Ounce for ounce fat has more calories than any other food. Therefore fatty foods, especially foods mentioned above which are laden with saturated fats, need to be avoided. In addition, refined foods including wheat products and sweet foods containing sugar also need to be removed from the diet or at the very least minimized.

High Blood Pressure Foods

Salt, and sodium specifically which is a component of common table salt, is a well known contributor to high blood pressure.
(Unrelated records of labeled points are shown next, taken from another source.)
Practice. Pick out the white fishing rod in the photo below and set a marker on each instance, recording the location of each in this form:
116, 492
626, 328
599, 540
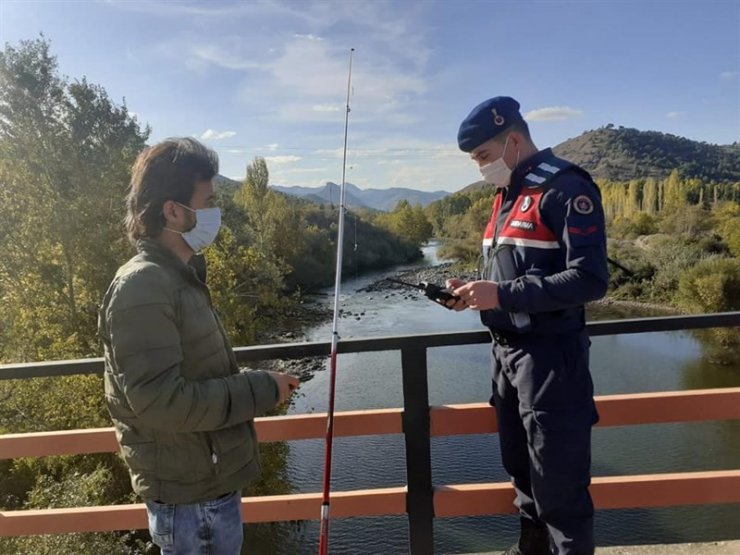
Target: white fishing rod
324, 532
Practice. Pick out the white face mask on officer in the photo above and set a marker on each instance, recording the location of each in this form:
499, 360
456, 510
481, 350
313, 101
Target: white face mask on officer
207, 224
497, 172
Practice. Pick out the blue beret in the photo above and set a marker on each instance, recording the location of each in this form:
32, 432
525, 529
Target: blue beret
487, 120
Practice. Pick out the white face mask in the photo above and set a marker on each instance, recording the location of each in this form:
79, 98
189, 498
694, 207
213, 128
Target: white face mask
497, 172
207, 224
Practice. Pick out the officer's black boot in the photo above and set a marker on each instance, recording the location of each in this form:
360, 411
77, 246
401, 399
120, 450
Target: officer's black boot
534, 539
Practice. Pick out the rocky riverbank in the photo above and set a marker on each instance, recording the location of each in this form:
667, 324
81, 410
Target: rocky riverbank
318, 309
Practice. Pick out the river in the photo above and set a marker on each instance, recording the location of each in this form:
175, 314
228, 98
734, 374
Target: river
661, 361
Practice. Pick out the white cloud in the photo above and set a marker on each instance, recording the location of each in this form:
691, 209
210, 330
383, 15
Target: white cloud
326, 108
308, 37
213, 135
202, 55
552, 113
306, 170
284, 159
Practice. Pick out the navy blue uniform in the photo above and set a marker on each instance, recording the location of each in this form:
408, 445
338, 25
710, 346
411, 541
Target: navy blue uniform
545, 246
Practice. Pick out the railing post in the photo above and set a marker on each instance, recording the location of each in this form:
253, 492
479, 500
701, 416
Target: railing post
419, 499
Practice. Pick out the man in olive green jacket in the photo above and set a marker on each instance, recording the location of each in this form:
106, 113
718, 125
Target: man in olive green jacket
182, 409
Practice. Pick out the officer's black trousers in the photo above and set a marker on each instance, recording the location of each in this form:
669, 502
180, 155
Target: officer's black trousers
543, 394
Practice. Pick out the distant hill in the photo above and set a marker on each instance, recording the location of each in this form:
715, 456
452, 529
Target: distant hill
378, 199
223, 182
621, 154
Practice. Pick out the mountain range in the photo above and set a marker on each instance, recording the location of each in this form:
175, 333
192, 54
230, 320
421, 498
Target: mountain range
621, 154
609, 152
377, 199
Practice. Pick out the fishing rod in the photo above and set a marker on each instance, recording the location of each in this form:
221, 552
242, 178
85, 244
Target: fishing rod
324, 530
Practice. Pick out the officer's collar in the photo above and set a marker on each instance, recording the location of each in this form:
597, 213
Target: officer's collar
525, 166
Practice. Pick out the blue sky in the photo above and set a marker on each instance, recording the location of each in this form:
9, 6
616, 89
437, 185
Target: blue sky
268, 78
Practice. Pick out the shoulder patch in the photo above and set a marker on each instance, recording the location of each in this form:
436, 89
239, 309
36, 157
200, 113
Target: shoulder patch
583, 204
526, 203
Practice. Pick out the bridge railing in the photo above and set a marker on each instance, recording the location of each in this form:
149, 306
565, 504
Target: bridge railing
420, 499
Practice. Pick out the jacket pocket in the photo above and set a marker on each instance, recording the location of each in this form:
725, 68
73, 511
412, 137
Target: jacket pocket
187, 461
161, 518
235, 446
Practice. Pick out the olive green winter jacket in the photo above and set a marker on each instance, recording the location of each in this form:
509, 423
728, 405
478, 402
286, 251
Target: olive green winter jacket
182, 409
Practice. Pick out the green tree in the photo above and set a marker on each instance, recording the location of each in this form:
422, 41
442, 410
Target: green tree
65, 154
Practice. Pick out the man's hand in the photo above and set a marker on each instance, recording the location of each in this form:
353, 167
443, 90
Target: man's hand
455, 304
286, 385
479, 295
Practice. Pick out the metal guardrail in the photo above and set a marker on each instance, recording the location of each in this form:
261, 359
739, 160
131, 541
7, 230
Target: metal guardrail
390, 343
416, 412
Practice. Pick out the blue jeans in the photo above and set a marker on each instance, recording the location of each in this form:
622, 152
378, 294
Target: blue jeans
209, 528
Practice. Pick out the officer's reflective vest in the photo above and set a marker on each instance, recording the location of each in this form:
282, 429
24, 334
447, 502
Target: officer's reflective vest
525, 245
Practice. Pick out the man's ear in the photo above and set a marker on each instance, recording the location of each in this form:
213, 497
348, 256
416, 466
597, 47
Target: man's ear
169, 211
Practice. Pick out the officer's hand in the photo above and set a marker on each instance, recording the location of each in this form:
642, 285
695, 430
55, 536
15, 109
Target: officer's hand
286, 385
455, 304
479, 295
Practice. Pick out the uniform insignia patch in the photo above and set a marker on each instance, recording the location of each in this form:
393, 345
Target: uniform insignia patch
583, 205
526, 203
523, 224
However, there are various different but equally detrimental compounds that are consumed in foods which have sodium. High blood pressure is a major factor in a stroke and preventing it or at least minimizing the severity through diet and medication is important.

Preserved foods are some of the most salt-laden foods in the modern diet. This includes smoked, processed and even canned foods. Sodium is abundant in many convenience foods which may not even taste salty. Just as important in high blood pressure are the fatty foods and high calorie foods which need to be avoided since obesity can cause high blood pressure even if a person is on a low sodium diet.